NFL: Washington Redskins lose trademark ruling

The United States Patent and Trademark Office has cancelled the Washington Redskins’ trademark registration after ruling the team’s name is “disparaging of Native Americans”.

The USPTO’s Trial and Appeal Board upheld a complaint lodged by five Native Americans, a hugely significant ruling in the long-standing battle between the team and a number of groups who want to see the name changed.

The Redskins will be able to retain their trademark protection during any appeal.

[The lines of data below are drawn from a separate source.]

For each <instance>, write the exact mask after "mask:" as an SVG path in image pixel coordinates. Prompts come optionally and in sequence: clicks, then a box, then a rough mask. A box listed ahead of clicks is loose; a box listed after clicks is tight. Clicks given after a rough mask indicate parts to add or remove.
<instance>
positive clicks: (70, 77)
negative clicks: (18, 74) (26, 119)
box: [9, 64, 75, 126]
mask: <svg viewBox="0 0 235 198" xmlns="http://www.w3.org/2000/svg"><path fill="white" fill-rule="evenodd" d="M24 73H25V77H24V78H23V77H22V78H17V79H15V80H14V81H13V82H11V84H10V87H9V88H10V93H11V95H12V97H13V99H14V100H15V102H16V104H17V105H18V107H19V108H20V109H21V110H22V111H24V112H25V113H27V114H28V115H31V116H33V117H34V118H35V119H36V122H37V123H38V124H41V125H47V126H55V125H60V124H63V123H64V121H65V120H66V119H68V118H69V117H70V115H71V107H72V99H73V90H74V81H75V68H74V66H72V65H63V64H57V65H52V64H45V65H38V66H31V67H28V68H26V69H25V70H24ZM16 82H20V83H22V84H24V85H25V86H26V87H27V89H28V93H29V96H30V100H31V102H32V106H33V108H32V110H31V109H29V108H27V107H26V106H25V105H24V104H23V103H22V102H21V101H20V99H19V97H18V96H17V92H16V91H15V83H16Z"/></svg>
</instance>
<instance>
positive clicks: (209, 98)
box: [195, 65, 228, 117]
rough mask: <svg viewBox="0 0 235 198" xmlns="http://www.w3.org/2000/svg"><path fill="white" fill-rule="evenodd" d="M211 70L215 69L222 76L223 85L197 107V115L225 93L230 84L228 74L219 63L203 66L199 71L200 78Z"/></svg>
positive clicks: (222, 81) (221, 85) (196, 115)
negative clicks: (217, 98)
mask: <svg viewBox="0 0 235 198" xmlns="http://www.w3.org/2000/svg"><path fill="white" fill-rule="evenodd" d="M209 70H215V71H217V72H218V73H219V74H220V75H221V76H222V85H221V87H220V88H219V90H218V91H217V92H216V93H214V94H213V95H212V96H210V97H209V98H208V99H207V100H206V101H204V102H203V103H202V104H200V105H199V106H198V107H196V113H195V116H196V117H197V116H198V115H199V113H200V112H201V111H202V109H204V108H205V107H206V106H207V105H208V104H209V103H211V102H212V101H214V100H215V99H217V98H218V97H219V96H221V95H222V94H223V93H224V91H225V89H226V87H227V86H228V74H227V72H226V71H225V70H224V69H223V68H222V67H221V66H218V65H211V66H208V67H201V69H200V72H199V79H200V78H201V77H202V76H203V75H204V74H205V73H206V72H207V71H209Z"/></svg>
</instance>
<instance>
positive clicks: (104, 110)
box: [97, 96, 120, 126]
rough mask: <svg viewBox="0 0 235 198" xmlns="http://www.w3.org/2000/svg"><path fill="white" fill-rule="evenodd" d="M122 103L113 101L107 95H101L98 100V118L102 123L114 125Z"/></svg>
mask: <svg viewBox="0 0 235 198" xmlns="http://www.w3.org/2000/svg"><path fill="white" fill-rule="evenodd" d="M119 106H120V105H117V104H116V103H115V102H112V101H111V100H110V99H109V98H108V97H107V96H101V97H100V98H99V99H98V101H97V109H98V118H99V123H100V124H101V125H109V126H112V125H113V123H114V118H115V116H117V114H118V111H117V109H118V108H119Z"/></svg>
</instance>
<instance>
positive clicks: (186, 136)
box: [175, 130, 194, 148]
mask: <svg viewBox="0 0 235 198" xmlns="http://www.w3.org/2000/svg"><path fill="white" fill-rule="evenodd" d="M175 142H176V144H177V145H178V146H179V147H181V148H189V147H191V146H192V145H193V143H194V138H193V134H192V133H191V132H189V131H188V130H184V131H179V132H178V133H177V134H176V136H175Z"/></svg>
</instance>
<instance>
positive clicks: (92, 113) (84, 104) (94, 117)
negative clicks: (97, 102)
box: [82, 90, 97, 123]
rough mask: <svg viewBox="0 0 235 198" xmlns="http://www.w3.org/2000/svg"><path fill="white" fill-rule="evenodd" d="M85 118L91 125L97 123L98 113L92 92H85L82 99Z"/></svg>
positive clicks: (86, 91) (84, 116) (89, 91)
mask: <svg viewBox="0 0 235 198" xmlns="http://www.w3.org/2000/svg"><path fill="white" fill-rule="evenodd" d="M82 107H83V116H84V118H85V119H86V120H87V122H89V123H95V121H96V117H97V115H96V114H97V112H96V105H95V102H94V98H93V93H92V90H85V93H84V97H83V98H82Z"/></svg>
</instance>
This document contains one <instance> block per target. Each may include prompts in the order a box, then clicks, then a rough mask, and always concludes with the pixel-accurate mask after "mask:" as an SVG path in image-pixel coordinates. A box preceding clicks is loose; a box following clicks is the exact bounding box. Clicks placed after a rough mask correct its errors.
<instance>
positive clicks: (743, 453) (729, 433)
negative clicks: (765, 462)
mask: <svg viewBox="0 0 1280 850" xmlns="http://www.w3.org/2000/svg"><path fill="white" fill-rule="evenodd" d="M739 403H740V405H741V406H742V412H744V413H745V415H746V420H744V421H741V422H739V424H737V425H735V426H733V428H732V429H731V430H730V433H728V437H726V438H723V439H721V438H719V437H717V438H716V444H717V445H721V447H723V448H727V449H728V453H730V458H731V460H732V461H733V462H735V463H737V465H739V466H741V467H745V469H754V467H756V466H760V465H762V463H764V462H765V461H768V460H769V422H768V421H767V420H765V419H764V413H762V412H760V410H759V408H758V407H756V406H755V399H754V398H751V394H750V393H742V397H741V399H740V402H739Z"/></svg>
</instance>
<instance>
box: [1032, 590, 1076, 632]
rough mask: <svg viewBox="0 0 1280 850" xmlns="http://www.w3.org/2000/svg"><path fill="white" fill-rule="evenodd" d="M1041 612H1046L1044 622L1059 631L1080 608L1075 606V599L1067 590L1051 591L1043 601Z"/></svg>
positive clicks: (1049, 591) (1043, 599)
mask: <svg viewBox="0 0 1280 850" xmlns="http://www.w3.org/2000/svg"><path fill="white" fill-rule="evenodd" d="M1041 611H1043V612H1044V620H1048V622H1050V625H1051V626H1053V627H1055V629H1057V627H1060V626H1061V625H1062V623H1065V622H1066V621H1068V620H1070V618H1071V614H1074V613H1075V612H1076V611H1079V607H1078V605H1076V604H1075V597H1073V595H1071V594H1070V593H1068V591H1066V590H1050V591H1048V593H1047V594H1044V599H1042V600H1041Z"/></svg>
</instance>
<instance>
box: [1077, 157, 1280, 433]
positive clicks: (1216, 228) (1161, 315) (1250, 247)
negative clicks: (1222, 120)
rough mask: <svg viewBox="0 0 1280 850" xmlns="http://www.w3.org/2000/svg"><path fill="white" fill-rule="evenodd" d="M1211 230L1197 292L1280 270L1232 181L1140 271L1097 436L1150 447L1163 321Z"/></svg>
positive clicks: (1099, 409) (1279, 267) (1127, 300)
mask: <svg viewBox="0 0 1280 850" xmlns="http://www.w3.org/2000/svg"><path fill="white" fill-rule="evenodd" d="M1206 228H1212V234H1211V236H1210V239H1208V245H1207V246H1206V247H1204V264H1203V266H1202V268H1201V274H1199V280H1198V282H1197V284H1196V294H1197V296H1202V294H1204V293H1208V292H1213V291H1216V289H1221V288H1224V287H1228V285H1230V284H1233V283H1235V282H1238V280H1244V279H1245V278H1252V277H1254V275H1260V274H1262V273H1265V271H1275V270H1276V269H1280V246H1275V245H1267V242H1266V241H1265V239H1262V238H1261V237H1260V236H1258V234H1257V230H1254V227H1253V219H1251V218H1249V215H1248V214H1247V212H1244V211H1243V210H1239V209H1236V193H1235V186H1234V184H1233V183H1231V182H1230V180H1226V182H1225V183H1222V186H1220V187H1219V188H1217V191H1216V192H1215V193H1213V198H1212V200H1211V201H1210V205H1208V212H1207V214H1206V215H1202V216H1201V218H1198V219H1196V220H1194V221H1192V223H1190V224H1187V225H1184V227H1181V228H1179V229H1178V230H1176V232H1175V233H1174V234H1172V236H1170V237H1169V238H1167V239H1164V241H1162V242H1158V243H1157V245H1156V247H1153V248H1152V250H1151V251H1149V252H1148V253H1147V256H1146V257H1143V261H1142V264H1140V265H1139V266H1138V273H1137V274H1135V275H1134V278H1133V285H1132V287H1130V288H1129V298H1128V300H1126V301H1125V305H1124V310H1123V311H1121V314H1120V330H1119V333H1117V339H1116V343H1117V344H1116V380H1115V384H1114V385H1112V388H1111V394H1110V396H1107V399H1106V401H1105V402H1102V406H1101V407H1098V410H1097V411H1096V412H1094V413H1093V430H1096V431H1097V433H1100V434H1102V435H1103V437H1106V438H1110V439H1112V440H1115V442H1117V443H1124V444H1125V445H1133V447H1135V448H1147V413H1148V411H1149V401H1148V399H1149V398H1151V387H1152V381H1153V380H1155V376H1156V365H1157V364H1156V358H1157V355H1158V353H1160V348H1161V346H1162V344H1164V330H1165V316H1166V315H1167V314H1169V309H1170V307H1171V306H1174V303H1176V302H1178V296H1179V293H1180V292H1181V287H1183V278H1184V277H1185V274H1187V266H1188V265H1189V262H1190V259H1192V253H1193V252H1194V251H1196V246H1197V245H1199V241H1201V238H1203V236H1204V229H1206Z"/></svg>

In a statement, the USPTO said: “The United States Patent and Trademark Office’s (USPTO) Trademark Trial and Appeal Board – an independent administrative tribunal within the USPTO – has determined, based on the evidentiary record in the proceeding before it and on applicable law, that the petitioners met their burden to establish that the term “Redskins” was disparaging of Native Americans, when used in relation to professional football services, at the times the various registrations involved in the cancellation proceeding were issued.”

The ruling will not prevent the Redskins from continuing to use the name – first adopted by the team, formerly known as the Braves, when they were based in Boston in 1933 – but their loss of trademark status will have a major impact on merchandising and related revenues.

The team’s owner, Daniel Snyder, has been committed to keeping the team name, and in March launched the Washington Redskins Original Americans Foundation, a fund established to help Native American groups.